It’s been a while since my last visit to Rainbow Painters Art Gallery, operated and curated by Timo Dumpling and Patience Dumpling (Patience Roxley), and there have been some changes made since that last visit, of which more below. However, I was specifically drawn by to the gallery following the August 26th opening of the latest themed exhibition there, this one on the subject of Black and White images.
More than 50 artists responded to the call for pieces the gallery put out ahead of the exhibition, and this has given rise to a remarkably diverse exhibition that spans Second Life photography, photography from the physical world, line drawings in pencil, graphite and India ink, and paintings, with subjects ranging from still life, portraits and avatar studies to landscape and nature studies, reflections on art, and pieces touching on the abstract.
I did not see any catalogue of artists as being supplied when I dropped in, although individual displays do carry a name board for the artist for it. I’m also not sure on the overall criteria for submissions quotas; some artists have 4-6 images on offer (some even more!) others just one or two. However, both of these points make the exhibition a place to be explored at length in order to see of all of the art on offer. Further, the sheer volume of artists involved also means that there are bound to be displays and pieces offered that will appeal to anyone interested in art in Second Life.
Given there are over 50 artists participating, I’m not going to list everyone here – doing so can all too often sound like a space-filling litany. I will say there there is a good cross-section of names that will likely be familiar to many who visit galleries and exhibitions in Second Life (Matt Thompson (Mth63), Eta (Etamae), Sheba Blitz, Angel Heartsong, Chuck Clip, Therese Carfagno, Ilyra Chardin, for example), together with names that may be new to some or at least perhaps not generally noted as participating in art events – I was particularly delighted to come across a trio of pieces submitted by friend and colleague, Erik Mondrian, whilst Sandralee Palianta’s collection of exquisite Sharpie Pen drawings simply captivated me.
It always feels unfair to single out just two or three artists from such ensemble exhibitions, simple because of sense of favouritism that results – but then, art is subjective. This being the case, and without any casting of shade on those I don’t mention, I will say that I found Sandralee’s work compelling not least because of the etching-like quality contained within each piece, and the balance of light and dark to be found within all of them, from the deco-esque “Lady” pictures through the plant and flower studies.
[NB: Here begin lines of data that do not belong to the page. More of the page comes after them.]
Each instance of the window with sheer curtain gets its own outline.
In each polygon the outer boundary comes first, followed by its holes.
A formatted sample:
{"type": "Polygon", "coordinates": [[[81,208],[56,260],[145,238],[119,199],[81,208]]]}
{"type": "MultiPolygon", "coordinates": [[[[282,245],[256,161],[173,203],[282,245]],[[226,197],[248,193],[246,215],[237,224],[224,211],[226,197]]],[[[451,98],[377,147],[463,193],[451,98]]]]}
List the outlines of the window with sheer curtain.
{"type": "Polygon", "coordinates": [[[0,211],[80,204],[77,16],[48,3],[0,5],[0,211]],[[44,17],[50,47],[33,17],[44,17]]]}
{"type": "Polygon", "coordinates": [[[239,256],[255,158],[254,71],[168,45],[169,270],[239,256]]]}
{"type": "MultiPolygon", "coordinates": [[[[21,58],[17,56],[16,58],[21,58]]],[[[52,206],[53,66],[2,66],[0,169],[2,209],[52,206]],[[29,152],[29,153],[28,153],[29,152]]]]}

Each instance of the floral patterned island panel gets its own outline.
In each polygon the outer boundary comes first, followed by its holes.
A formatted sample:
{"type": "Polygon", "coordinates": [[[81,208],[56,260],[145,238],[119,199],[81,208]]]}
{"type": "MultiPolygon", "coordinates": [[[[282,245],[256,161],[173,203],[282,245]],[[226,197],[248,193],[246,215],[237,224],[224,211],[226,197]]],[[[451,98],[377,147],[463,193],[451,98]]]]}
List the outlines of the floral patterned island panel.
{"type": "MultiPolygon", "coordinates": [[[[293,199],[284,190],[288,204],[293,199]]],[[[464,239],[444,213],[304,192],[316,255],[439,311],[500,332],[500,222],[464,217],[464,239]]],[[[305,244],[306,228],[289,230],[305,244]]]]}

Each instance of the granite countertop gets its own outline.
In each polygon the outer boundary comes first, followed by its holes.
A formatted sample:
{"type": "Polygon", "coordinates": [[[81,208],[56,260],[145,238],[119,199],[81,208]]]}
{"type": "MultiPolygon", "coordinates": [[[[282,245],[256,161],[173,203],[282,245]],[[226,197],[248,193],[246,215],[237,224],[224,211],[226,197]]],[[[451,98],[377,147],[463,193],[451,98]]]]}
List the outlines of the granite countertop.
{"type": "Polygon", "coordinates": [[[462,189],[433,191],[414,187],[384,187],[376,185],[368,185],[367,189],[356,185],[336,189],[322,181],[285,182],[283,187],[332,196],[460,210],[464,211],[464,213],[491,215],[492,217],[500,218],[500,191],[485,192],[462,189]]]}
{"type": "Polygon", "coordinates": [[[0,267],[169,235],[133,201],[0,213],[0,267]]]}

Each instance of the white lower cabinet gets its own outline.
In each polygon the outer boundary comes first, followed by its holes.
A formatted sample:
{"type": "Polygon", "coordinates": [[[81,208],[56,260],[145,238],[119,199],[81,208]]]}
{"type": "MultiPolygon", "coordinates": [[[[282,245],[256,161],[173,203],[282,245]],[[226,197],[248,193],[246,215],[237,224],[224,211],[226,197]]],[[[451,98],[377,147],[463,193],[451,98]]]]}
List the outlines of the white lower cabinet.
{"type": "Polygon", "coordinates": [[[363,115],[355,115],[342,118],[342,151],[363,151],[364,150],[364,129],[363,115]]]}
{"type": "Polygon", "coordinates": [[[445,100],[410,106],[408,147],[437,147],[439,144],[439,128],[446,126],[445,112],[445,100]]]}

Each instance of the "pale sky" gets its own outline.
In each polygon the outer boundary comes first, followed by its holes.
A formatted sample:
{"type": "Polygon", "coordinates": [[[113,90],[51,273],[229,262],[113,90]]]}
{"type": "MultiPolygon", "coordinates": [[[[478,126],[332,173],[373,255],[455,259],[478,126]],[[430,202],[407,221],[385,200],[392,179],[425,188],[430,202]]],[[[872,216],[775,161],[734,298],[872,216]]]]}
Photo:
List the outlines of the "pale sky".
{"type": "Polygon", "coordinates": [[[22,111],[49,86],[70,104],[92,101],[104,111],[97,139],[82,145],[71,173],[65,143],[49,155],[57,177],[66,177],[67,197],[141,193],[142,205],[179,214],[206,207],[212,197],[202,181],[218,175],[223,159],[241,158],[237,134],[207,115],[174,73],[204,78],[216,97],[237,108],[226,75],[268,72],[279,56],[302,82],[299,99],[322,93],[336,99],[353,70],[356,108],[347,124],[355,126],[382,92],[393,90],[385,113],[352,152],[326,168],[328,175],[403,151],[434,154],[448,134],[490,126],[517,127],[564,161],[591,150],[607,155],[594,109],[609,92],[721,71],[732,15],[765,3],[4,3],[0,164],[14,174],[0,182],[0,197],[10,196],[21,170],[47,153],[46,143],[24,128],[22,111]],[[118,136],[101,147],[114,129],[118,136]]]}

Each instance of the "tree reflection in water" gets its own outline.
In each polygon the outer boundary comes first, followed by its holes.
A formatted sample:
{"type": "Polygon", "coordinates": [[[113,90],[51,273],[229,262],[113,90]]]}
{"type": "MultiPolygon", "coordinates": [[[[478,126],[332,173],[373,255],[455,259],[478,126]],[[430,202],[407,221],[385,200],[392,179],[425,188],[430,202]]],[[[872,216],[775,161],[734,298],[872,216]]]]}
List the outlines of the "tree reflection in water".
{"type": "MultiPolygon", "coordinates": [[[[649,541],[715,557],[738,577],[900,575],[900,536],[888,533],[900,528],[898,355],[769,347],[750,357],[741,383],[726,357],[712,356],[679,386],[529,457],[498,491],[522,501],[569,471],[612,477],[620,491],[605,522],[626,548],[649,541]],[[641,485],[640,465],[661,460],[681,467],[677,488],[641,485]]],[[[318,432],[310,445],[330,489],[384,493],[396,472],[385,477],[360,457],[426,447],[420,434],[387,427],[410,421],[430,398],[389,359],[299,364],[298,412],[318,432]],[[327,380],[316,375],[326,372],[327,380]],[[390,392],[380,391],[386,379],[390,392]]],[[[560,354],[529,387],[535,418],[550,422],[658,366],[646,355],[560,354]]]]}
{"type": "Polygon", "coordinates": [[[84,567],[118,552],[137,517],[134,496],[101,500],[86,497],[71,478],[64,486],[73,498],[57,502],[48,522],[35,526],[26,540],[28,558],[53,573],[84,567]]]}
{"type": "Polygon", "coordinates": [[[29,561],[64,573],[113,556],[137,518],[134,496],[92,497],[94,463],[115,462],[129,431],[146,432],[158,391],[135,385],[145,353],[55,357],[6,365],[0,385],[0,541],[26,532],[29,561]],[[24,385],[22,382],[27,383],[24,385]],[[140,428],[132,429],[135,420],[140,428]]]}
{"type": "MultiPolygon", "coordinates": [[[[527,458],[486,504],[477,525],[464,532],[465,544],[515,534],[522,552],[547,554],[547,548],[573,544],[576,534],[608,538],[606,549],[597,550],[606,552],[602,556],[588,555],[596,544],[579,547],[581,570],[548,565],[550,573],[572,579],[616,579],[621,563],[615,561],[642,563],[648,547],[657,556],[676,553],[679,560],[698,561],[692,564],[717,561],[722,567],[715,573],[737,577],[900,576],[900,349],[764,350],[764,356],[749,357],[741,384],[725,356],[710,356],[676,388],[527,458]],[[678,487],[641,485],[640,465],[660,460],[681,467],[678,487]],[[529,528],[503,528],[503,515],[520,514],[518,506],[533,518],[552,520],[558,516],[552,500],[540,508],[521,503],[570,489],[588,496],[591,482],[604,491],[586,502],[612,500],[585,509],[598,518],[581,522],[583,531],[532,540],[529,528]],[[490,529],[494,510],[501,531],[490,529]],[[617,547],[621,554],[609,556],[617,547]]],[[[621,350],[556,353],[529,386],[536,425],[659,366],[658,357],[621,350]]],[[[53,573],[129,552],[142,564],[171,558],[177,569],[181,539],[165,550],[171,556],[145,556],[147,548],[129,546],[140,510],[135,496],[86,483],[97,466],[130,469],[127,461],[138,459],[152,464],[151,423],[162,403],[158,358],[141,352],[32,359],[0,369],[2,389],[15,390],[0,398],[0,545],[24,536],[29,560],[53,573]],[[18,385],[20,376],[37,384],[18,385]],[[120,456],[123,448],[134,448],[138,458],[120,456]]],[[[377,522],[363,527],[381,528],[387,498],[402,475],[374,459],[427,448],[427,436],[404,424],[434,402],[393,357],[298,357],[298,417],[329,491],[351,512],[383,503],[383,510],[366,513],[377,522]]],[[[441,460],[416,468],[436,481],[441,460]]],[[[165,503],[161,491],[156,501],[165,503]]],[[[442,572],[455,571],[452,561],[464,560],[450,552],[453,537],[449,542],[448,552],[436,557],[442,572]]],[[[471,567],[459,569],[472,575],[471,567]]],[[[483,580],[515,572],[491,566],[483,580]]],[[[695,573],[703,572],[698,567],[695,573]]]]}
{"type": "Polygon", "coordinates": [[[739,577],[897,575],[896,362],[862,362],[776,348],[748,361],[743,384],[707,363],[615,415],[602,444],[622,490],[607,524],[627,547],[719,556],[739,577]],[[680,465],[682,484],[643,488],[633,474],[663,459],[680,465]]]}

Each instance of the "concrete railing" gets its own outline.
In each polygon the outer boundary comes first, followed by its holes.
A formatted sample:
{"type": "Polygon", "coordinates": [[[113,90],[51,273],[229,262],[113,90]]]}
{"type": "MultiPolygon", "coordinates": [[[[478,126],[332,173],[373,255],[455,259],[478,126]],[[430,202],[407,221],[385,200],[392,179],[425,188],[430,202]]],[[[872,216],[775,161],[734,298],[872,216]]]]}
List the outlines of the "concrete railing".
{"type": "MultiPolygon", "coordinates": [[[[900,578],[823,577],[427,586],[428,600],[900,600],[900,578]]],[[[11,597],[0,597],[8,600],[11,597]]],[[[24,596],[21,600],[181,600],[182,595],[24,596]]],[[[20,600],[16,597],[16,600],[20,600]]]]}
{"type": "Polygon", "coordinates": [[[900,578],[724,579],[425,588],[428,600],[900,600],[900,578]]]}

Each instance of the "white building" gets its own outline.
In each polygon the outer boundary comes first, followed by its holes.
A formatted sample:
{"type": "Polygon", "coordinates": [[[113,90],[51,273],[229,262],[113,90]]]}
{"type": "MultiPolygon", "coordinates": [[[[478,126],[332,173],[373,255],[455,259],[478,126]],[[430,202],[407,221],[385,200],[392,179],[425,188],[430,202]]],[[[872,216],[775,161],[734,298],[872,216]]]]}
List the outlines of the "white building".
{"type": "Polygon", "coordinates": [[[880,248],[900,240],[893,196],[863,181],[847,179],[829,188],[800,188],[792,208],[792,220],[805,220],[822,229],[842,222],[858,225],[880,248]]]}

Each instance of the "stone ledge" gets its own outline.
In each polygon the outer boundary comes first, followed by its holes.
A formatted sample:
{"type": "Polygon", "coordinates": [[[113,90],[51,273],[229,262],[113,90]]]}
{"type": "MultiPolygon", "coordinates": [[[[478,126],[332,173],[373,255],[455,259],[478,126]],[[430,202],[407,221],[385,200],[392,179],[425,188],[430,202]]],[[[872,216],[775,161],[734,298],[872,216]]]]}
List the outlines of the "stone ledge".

Angel Heartsong’s quartet of avatar portraits, meanwhile, held my attention for the manner in which they breathe life into their subjects in a way that colour avatar studies, no matter how well processed after the fact, can often miss; while alongside Angel’s work, Viktor Savior’s set of Japanese style wall hangings complete with verses in Russian and English, equally held my eye for the simplicity and complexity within them.
Truth be told, it’s hard not to be engaged by each display offered within the gallery as you come to it, but I will say that of them all, one piece in particular quite took my breath away – and I cannot even properly attribute it!
Together We Stand by Heather (I can give no more than this as the artist’s name is not provide when editing the image, only those of Timo and the frame’s creator) is an utterly perfect black-and-white study that encompasses so much: balance, framing, angle, motif, narrative, depth of field, use of vignette and chiaroscuro techniques, lighting and shadow, and more, to present an utterly and genuinely exquisite piece that (sadly) is not offered for sale, but which fully deserves all the admiration it receives.
As noted at the top of this piece, there have been some changes at Rainbow Painters since my last visit. The first of these is the Rainbow Painters Maze – which as the name implies, is a walk through a maze in which pieces from a number of artists is display and which can all be seen in turn by going the wrong way through it (check the arrows on the floor!). The second change (for me at least!) is that a pair of gazebo-style structures that respectively house a display of art and poetry by Mountain String and another selection of pieces by various artists. Both the maze and the gazebos sit to the front of the main gallery, flanking either side of the events stage and the gallery’s landing point, and can nicely round-out a visit to the gallery.